Flo, der hinten mit ihnen auf der Rückbank sitzt, hält sich die Ohren zu. »Gibt es eigentlich keinen Lautstärkeregler für kleine Schwestern?«, murrt er.
»Dann würdest du uns den Saft abdrehen, was, Flo?«, kräht Tiki begeistert.
»Das kannst du nicht, das kannst du nicht«, singt Tonki.
»Ich kann euch den Hals umdrehen«, brummt Flo, aber es klingt nett und nicht böse.
Die beiden Kleinen brechen in kreischendes Gelächter aus und jetzt fängt Papa auch noch an zu singen: »Ich muss durch den Monsun, ans Ende der Welt, bis ans Ende der Zeit, bis kein Kind mich mehr quält …« Jetzt sind Tiki und Tonki nicht mehr zu halten. Bei Tokio Hotel flippen sie jedes Mal aus.
Ich sitze ganz still. Es ist der normale Stadler-Lohmaier-Wahnsinn. Wieso habe ich bloß das Gefühl, als gehörte ich nicht mehr so richtig dazu?
Beim Mexikaner sitzen die anderen schon in einer Nische hinter einem riesigen künstlichen Kaktus. Renate erzählt gerade von ihrer großen Schwester. Die hat einen Engländer geheiratet und ist mit ihm nach London gezogen. Sie und ihr Mann sind Archäologen und haben demnächst vor, bei einer großen Ausgrabung im Nildelta mitzumachen.
»Und was wird aus den Kindern?«, fragt Mum.
»Die Kleine nehmen sie mit. Sie kommt ja erst nächstes Jahr in die Schule. Und Baxter wohnt in der Zeit bei uns. Meine Schwester hat ihn an der Europäischen Schule angemeldet. Aber hauptsächlich soll er bei uns ein bisschen mehr Deutsch lernen.« Renate nimmt einen Schluck von ihrem Mojito.

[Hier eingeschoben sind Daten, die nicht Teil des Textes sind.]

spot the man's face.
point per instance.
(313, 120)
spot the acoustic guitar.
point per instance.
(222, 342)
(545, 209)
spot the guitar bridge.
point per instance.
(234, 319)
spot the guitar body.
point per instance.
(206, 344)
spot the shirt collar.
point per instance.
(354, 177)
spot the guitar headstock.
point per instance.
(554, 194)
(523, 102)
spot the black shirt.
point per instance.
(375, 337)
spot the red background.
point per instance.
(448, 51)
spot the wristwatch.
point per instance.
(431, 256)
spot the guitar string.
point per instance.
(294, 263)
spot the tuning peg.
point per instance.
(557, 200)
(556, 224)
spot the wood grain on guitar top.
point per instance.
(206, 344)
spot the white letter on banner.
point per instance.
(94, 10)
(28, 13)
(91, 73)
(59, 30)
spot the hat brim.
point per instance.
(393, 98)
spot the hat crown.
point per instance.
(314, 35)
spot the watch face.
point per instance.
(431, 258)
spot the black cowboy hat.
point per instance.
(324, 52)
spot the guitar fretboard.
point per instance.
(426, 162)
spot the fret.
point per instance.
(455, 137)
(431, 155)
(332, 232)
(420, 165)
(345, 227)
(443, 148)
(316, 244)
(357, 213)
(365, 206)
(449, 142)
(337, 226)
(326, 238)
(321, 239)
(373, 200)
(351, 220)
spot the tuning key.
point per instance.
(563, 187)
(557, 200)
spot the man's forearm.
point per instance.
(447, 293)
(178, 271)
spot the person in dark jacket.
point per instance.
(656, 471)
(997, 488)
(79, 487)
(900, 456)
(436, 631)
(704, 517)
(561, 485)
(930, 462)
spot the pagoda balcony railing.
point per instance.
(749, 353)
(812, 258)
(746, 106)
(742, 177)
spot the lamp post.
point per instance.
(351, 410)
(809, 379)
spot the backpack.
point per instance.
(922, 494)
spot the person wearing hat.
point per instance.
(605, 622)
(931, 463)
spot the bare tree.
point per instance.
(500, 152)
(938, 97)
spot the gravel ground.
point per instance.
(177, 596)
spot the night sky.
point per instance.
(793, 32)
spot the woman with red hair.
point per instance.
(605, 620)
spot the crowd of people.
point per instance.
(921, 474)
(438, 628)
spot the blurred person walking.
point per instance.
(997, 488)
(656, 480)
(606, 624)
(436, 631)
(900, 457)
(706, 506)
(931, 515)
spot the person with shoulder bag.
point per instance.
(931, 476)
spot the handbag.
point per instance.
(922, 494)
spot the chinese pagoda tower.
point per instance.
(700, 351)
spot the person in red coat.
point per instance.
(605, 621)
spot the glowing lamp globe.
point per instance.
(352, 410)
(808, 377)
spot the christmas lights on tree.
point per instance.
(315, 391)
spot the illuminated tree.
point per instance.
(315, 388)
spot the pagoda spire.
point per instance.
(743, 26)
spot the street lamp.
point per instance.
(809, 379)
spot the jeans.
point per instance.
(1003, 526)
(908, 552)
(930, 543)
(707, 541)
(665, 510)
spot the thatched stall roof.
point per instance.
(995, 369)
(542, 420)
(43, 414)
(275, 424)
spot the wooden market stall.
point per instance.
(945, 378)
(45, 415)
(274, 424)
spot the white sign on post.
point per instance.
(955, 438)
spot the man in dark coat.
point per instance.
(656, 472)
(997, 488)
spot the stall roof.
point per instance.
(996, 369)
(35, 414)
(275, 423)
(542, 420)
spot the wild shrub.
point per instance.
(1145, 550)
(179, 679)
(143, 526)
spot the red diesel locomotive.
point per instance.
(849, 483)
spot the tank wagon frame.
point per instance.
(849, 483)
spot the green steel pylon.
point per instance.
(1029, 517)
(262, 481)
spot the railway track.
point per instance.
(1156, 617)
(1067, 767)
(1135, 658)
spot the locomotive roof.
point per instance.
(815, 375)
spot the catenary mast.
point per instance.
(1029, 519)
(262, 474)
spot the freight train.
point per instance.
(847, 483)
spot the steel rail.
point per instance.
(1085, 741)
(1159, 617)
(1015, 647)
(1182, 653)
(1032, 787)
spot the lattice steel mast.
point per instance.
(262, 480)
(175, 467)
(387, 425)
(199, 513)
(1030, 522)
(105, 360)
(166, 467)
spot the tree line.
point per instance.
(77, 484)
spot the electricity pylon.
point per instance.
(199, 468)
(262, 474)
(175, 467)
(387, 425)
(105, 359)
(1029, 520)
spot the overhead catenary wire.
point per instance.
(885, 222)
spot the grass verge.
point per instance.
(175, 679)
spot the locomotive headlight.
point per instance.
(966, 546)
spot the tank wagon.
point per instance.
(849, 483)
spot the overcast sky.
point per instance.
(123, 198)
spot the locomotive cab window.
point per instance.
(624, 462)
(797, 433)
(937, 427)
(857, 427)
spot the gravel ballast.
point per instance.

»Antonia!«, ruft Mum. Aber es ist schon zu spät. Der Apfelsaft meiner Schwester überschwemmt den ganzen Tisch.
»Immer dasselbe!«, seufzt Papa und fängt an, den See trockenzulegen. Renate macht den Mund auf.
»Mit euch kann man doch nirgendwo hingehen!«, rufen Flo und ich im Chor und nehmen ihr so die Worte aus dem Mund. Wir kichern und Renate klappt den Mund wieder zu. Alles wie immer.
Kaum sind wir wieder zu Hause eingelaufen, klingelt das Telefon und Teresa ist dran.
»Wo warst du denn den ganzen Tag? Ich hab schon hundertmal bei dir angerufen.«
»Ääh!«, mache ich. Verflixt, wieso muss ich mich so blöd anstellen? »Im Museum!«, sage ich schnell.
»Alleine?«, fragt Teresa.
»Nein … Mit Flo«, sage ich gedehnt und dann hastig: »Mein Dad hat uns hingefahren und ist dann mit den beiden Kleinen ins Kino.« Oh Mann, es ist nicht zu überhören, dass ich ein schlechtes Gewissen habe. Aber wieso eigentlich? Früher ist Teresa doch auch nie mitgekommen bei so einem Familienausflug. Außerdem wäre eh kein Platz mehr im Auto gewesen.
Teresa schweigt. Was mach ich denn jetzt?
Ich fange an zu plappern. »Blöderweise ist mein Handyakku leer gewesen. Das hast du vielleicht gemerkt, als du angerufen hast. Dabei habe ich den ganzen Tag auf eine Nachricht von Raoul gewartet. Zu doof, was? Gestern Abend haben wir noch eine Ewigkeit telefoniert und heute wollte er mir mitteilen, an welchem Wochenende die Hütte frei ist …« Teresa, sag was, so langsam fällt mir nichts mehr ein!
Sie räuspert sich. »Hat er was gesagt?«
»Äh, nein! Natürlich nicht. Mein Akku war ja leer …«
»Ich meine Flo«, raunzt Teresa. »Ob Flo was gesagt hat. Über mich. Mann, bist du schwer von Begriff.«
»Ääh, nein! Eher nicht!«
»Was heißt eher nicht?«
»Habe ich das gesagt? Ich meinte, er hat nichts gesagt. Wir haben bloß über die Indianer gesprochen. Du weißt ja, wie er ist.« Uff, das ging gerade noch malgut. Wenigstens der letzte Teil meiner Rede hat einigermaßen normal geklungen.